We live at a time when everything is available at all times. Just on your phone, you can order lunch, bet on sport, read this story, watch porn, chat with a friend, chat with a foreigner, chat with a large language model or buy a car. Dr. Anna Lembke says that all this convenience and abundance make us less happy, and there is a lot of research to save it: in the developed world, we are more soliable, more anxious and more depressed than ever.
Lembke is a psychiatrist who works at the Double Diagnosis of the Median Diagnosis of the Stanford University, where she sees patients with all kinds of dependencies, opioids and alcohol to what she calls “digital drugs” Who, she says, put us in a “transverse state of Trunelike where we waste track of time. In his best -selling book, “Dopamine Nation”, on science behind dependence, Lembke maintains that our brains are wired to constantly seek stimulation, and that modern life, with its endless flow of content and other things , makes it almost impossible to fight this desire.
At the same time, scientific breakthroughs in medical interventions and new cultural habits, such as the decrease in alcohol consumption, hold a certain promise.

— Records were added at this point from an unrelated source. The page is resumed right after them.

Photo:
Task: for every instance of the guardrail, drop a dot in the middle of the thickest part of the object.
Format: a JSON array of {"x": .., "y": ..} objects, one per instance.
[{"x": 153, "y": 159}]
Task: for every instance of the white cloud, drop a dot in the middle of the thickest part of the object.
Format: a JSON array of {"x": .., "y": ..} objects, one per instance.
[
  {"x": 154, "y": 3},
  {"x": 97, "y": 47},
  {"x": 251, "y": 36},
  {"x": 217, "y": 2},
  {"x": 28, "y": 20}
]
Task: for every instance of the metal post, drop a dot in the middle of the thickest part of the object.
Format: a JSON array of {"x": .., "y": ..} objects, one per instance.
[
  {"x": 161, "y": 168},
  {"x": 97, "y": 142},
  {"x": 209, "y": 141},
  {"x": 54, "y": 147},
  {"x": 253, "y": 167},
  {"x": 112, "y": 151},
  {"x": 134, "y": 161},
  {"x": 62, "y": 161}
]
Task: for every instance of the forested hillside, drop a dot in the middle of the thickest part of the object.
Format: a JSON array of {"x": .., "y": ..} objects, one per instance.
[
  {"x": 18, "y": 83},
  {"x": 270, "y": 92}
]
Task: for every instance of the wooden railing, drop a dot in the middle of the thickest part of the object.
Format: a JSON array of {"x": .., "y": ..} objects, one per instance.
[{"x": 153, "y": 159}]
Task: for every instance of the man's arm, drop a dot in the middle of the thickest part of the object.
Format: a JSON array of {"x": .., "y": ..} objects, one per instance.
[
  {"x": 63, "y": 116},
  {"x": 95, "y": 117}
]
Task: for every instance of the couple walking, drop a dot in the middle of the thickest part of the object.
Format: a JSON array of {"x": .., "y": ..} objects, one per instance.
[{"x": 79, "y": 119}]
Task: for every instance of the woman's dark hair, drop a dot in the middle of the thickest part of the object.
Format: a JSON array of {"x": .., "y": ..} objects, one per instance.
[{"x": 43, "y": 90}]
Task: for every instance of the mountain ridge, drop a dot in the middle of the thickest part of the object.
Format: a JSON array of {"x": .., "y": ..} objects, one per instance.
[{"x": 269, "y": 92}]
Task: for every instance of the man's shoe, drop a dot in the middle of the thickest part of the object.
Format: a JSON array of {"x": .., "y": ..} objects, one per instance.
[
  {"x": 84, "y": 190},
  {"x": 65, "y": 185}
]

My own experience reflects these recent changes. Dependence works in my family. In 2020, my sister, who fought against alcoholism for years, died of hepatic insufficiency – something that I shared with Lembke before the start of our interview. His “death of despair” made me change my own behavior. After a life of obesity, I started to take Ozempic, which reduced my obsessive relationship with food. And two years ago, I stopped drinking alcohol. But even if I feel physically well, losing weight and becoming sober has not stopped other destructive behaviors, such as online purchases, to get back to it. It is a dynamic that Lembke knows – both in his work and in his personal life. How to find the balance in a world that nourishes the temptation to us, she says, is a struggle for all of us.
You published “Dopamine Nation” in 2021 with the thesis that the overabundance of modern culture has constantly stimulated us by dopamine. And that has only accelerated since then, I think. In general, have you seen things in your practice that were not there before? So, to put it in perspective of my first row clinical seat: in the early 2000s, we saw a sudden increase in people addicted to the same pills as their doctors prescribed them for chronic and minor pain conditions, leading to our epidemic current opioids. But also, middle -aged men arrived with severe internet drug addiction and compulsive masturbation. Mainly men who had been able to consume pornography in reasonable moderation without much trouble in their lives until the advent of the Internet – then above all, in the first decade of the 2000s, the smartphone. And it was probably our first signal for behavioral dependencies. And then around 2012, 2013, we saw a group of adolescents brought by their parents mainly for the disorders of taking the Internet. Then, almost 2015, 2016, we started to see the first signal of dependence on social media, online purchases, an enormous increase in dependence on online game. And then what I would say that I have seen mainly in the past five years, it is a kind of dependence broadcast on the Internet. People will have their medication of choice, whether shopping or social media or video games or pornography. But if it is not available, they will move on.
This chronology is – and I will use the word – very sober. Yeah.
How do you define dependence? Drug addiction is continuous compulsive use of a substance or behavior despite the prejudice to oneself and / or to others. Above all, there is no brain sweeping or blood test to diagnose dependence, and there will not be for a very long time, if never. We always bask our diagnosis on what we call phenomenology, which are models of behavior that are repeated between individuals, temperaments, cultures, periods, etc.